AitherSecrets already had a manual key rotation endpoint (POST /rotate/{service_name}). What it didn't have was a scheduler. Service keys would live forever unless someone remembered to rotate them.

We added a background loop to the Secrets service lifespan:

async def _key_rotation_loop():
    rotation_days = int(os.getenv("AITHER_KEY_ROTATION_DAYS", "90"))
    while True:
        for svc_name, identity in mgr._identities.items():
            age_days = (now - identity.created_at).days
            if age_days >= rotation_days:
                await mgr.rotate_service_key(svc_name, sync_to_github=False)
        await asyncio.sleep(6 * 3600)  # Check every 6 hours

Every service signing key older than 90 days gets rotated automatically. Old keys are backed up. No human intervention needed.

The Full Auth Chain Today

Here's how a request flows through the unified system:

Browser user (SSO):

Cloudflare Zero Trust → SAML → AitherIdentity IdP → JWT → Veil middleware
→ X-User-Roles header → route handler → authorized

API user (PAT):

X-API-Key: aither_pat_xxx → Veil middleware → Identity /auth/me
→ verify_personal_token() → user + scopes → authorized

MCP tool (service key):

mcp_auth.get_auth_headers() → cached Identity API key
→ X-API-Key header → Veil blog route → Identity validation → authorized
→ on 403: invalidate → re-register → retry → authorized

ACTA billing user:

Register → ACTA creates balance + API key → Identity user created
→ Pay → plan_change → sync_rbac_role() → Identity role updated
→ All permissions flow from one RBAC source

What We Learned

Auth is a graph, not a list. The moment you have two services issuing tokens, you have a consistency problem. ACTA and Identity each worked perfectly in isolation. The failure was in the gap between them — a user could authenticate with a billing key that had no RBAC roles.
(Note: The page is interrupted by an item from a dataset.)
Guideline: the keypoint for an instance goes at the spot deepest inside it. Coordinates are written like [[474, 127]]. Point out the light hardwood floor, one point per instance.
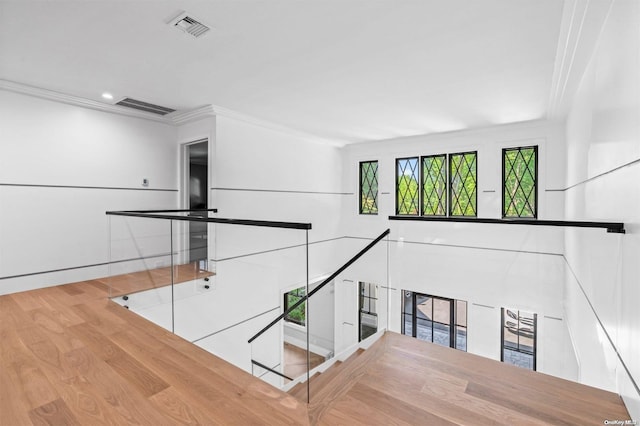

403 is not a terminal state. Services restart, containers rebuild, databases re-seed. A 403 today might work tomorrow. The self-healing retry pattern (invalidate → re-register → retry) turns transient auth failures into transparent recovery.

Scoped tokens are not optional. The choice isn't between "full access" and "no access." PATs let users create exactly the credential they need — a CI key that can only deploy, a monitoring token that can only read, a blog key that can only publish. Least privilege becomes self-service.

Secrets in source code are technical debt with compound interest. That hardcoded admin password existed because it was expedient. It would have been expedient in every deployment, on every fork, in every security audit failure. The 4-tier resolution adds complexity at one point to eliminate risk everywhere.

The auth system now has one source of truth. AitherIdentity decides who you are and what you can do. Everything else — billing, MCP tools, the blog, agent dispatch — asks Identity and trusts the answer.

---

The changes described in this post span 6 files across 3 services: AitherIdentity (RBAC + PATs), AitherACTA (Identity linkage), AitherSecrets (key rotation), MCP auth (self-healing), MCP blog tools (403 retry), and the Veil API keys page (self-service UI). All endpoints are tested end-to-end: service registration, PAT creation, PAT authentication, blog write through PAT, credential vault CRUD, and MCP tool auth recovery.